On Being Still
Today is the first day of Epiphany on the religious calendar but truly, a personal epiphany can come at any time if we are quiet and listen.
One night leading up to Christmas after darkness had settled, I lit my Advent candle and turned on the white Christmas lights decorating the place. I sat in silence, mostly darkness. reflecting on the year which was about be put in the history books.
My mind wandered back to all the things I had done since moving back to the eastern part of the U.S., all the places I’d been (90% nearly right in my “neighborhood” or not far from it) and recalling all the blog posts I’d written throughout 2022. It helped me remember all the blessings. I’m very proud of something – I have a good grasp on what fulfills me. It may not be someone else’s idea of enjoyment but does it matter? I realize what a gift this is and how healthy it is to my well-being.
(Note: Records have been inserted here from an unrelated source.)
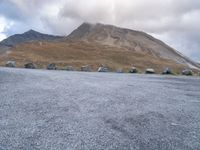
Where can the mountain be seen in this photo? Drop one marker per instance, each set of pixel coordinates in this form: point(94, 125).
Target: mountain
point(28, 36)
point(97, 44)
point(129, 39)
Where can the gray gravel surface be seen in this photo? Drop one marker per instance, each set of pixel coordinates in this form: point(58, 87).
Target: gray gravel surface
point(58, 110)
This year will be the start of a new decade in my life, one which came way, way too soon. Age does that, doesn’t ? It slowly creeps up. And if we are busy intentionally living our best life, rather than just drifting through, I think it comes even quicker. Dang, I’m having too much fun to be the age I have reached.
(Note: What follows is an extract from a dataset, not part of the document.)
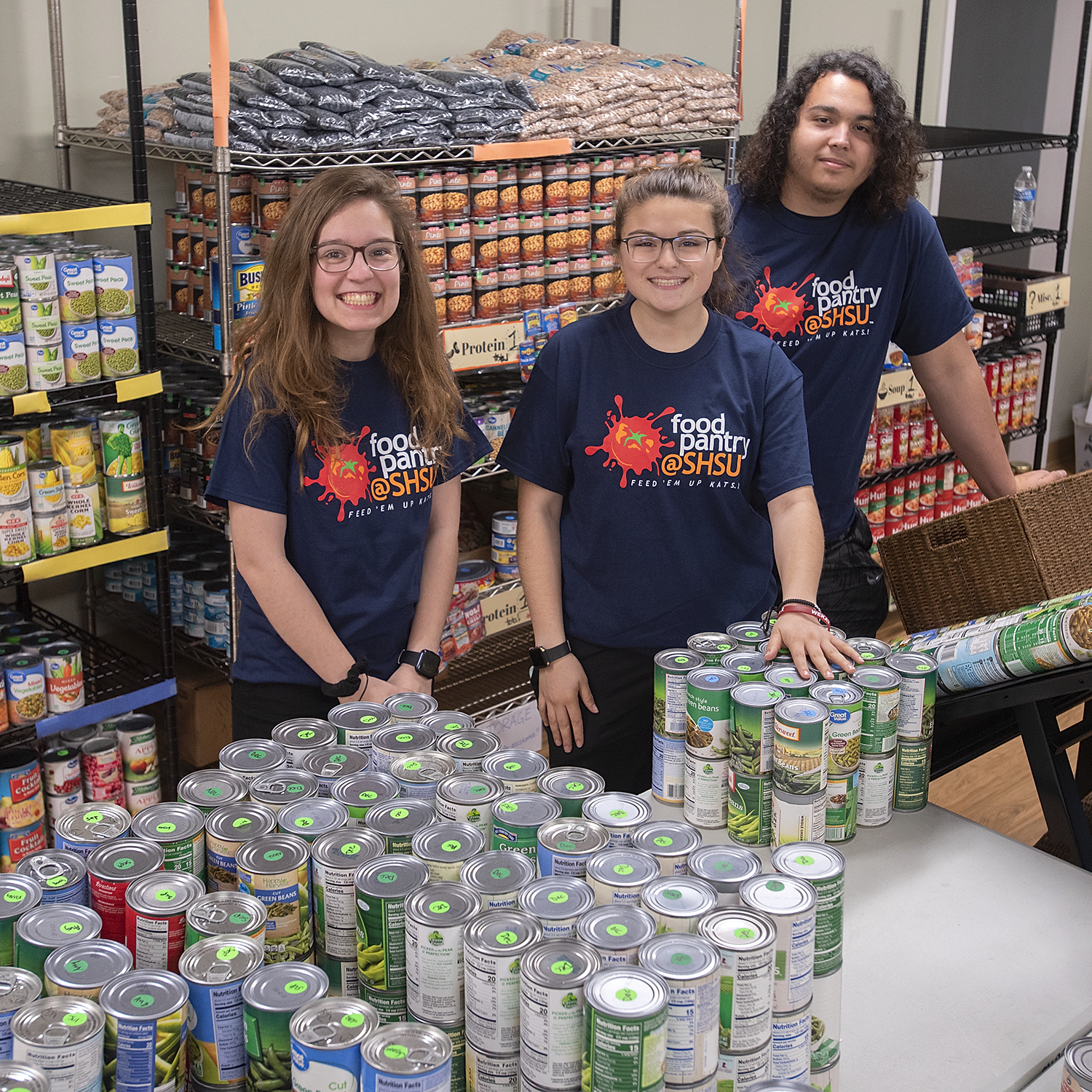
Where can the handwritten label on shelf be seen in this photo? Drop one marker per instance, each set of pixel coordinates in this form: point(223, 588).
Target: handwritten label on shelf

I received a wonderful surprise just before Christmas. An email I hadn’t really expected. Essentially it said this ~ We have reserved a complimentary ticket for you to come to The Havre de Grace Opera House. For more information on what this evening will bring, please read this post entitled “A Divine Knowing.”
Sounds like a great start to a what I hope will be a very fulfilling year filled with all the things I like to do which makes me so grateful for this healthy life I have been given.